ABSTRACT
Background
Gasdermin D (GSDMD) forms membrane pores to execute pyroptosis. But the mechanism of how cardiomyocyte pyroptosis induces cardiac remodeling in pressure overload remains unclear. We investigated the role of GSDMD-mediated pyroptosis in the pathogenesis of cardiac remodeling in pressure overload.
Methods
Wild-type (WT) and cardiomyocyte-specific GSDMD-deficient (GSDMD-CKO) mice were subjected to transverse aortic constriction (TAC) to induce pressure overload. Four weeks after surgery, left ventricular structure and function were evaluated by echocardiographic, invasive hemodynamic and histological analysis. Pertinent signaling pathways related to pyroptosis, hypertrophy and fibrosis were investigated by histochemistry, RT-PCR and western blotting. The serum levels of GSDMD and IL-18 collected from healthy volunteers or hypertensive patients were measured by ELISA.
Results
We found TAC induced cardiomyocyte pyroptosis and release of pro-inflammatory cytokines IL-18. The serum GSDMD level was significantly higher in hypertensive patients than in healthy volunteers, and induced more dramatic release of mature IL-18. GSDMD deletion remarkably mitigated TAC-induced cardiomyocyte pyroptosis. Furthermore, GSDMD deficiency in cardiomyocytes significantly reduced myocardial hypertrophy and fibrosis. The deterioration of cardiac remodeling by GSDMD-mediated pyroptosis was associated with activating JNK and p38 signaling pathways, but not ERK or Akt signaling pathway.
Conclusion
In conclusion, our results demonstrate that GSDMD serves as a key executioner of pyroptosis in cardiac remodeling induced by pressure overload.

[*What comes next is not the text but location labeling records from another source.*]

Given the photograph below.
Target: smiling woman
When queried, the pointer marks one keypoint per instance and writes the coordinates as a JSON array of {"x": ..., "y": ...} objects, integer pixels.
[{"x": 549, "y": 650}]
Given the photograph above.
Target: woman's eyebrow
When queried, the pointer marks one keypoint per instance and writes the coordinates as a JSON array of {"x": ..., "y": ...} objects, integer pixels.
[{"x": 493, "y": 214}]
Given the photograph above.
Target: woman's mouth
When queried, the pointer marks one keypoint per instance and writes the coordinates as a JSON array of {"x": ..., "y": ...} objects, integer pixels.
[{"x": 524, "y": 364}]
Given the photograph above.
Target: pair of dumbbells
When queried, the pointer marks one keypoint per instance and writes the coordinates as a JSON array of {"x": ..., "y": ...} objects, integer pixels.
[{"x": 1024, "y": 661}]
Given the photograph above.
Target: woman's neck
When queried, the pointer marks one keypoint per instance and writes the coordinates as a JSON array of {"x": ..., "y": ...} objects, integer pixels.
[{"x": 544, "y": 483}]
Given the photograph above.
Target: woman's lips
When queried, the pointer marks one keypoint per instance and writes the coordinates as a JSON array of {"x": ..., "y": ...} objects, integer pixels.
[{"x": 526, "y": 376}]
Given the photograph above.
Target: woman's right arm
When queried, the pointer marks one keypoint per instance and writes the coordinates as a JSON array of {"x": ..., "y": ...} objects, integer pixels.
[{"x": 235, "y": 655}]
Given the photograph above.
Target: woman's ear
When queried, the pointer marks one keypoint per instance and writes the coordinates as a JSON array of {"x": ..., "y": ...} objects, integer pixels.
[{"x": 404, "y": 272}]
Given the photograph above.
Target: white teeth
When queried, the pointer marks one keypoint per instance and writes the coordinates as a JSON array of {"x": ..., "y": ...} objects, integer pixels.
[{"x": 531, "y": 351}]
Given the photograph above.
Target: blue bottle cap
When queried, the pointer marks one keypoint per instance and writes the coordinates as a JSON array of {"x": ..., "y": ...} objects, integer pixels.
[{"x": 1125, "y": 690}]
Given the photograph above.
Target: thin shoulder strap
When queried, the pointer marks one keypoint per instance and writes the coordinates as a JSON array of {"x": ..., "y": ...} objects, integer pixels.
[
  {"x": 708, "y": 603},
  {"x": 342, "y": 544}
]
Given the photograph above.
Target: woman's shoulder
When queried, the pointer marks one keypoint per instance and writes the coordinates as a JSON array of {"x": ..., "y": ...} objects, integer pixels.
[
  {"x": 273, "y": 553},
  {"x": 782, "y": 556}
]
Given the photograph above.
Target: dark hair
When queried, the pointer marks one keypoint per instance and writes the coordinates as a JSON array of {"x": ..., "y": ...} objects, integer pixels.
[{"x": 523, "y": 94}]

GSDMD-mediated pyroptosis activates JNK and p38 signaling pathways, and this may provide a new therapeutic target for cardiac remodeling induced by pressure overload.
Introduction
Although various antihypertensive drugs have been developed to reduce blood pressure, such complications as cardiac remodeling remain intractable to clinical therapy. Cardiac remodeling induced by pressure overload is one of the most important pathological factors of heart failure and contributes to morbidity and mortality worldwide (Citation1). The underlying pathogenic mechanisms remain enigmatic.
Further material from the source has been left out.